The New York Yankees and Toronto Blue Jays have also reportedly been in on Martin.
The specific parameters of the offer are not yet known, although it's likely a multi-year (most likely two) offer would be required to reign in the former top prospect.
Martin provides a bit of an enigma for the Red Sox or any other team who chooses to pursue him. Defensively, he's not a great option, and his offensive skills have eroded over each of the last four seasons. Injuries limited him to just 89 starts and 97 total appearances last year.
On the flip side, Martin is still just 27, and a clean bill of health could, along with a change of scenery, possibly mean an upward trend in production.
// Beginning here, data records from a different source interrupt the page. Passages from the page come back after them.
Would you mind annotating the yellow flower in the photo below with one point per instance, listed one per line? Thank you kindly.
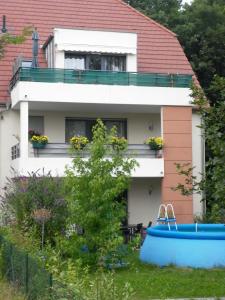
(155, 143)
(79, 142)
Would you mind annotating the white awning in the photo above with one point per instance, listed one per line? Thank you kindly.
(95, 41)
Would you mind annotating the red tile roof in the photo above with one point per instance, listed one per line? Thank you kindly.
(158, 48)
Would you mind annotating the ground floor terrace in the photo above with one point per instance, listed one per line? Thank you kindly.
(152, 180)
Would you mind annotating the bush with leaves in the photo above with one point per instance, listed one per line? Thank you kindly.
(93, 185)
(212, 186)
(25, 196)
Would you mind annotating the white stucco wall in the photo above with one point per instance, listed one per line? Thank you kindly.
(51, 93)
(144, 198)
(9, 128)
(198, 160)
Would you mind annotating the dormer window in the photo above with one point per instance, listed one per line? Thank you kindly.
(103, 62)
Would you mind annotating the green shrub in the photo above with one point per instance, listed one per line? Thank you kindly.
(25, 196)
(92, 185)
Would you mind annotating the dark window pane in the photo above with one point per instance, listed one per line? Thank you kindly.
(94, 62)
(120, 126)
(36, 123)
(74, 128)
(114, 63)
(74, 61)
If the Red Sox were to acquire Martin, it would likely mean that catcher Jarrod Saltalamacchia would open the season in the minor leagues. He still has minor league options left, while Martin does not.
This would give the Red Sox an extended evaluational period to judge what Saltalamacchia would need to improve on. Salty appeared in just 19 combined games at all levels within the Red Sox organization, after they acquired him from the Texas Rangers at the trading deadline.
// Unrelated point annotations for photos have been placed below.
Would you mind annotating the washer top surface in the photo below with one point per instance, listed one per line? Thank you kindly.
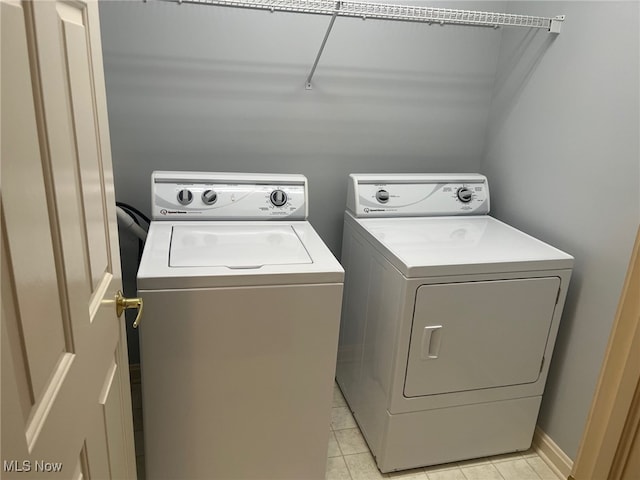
(191, 254)
(454, 245)
(236, 246)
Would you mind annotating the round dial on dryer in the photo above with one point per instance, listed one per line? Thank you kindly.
(278, 198)
(382, 196)
(209, 197)
(185, 197)
(464, 194)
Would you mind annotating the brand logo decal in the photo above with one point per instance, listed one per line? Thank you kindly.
(164, 211)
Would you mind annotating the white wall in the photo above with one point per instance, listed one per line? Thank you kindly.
(564, 165)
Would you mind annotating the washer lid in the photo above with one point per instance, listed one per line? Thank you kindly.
(236, 247)
(427, 246)
(187, 254)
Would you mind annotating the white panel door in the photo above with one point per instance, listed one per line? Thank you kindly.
(474, 335)
(66, 404)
Do you think Martin is worth a try for the Red Sox?
Worst case scenario? Martin plays horrifically, gets released, and the Red Sox are left with the same catching situation they have now in a Varitek/Saltalamacchia platoon.
Only this time around, Saltalamacchia has gotten a no-pressure start in the minor leagues and would likely face little criticism from the media, as anything would be seen as an upgrade over Martin. Not exactly a selling point, but food for thought.
Martin likely won't be very expensive, and judging by the Carl Crawford contract and eventual Gonzalez extension, they aren't hurting for dough.
Martin has at least shown he can do it in the majors on a consistent, albeit disappointing, level.
The newly added offensive prowess doesn't hurt either, as it basically allows the Red Sox to experiment with whoever they like and find who has the best chemistry with the staff.
This writer doesn't see much harm in it, especially considering the fluidity of the Red Sox's current catching situation.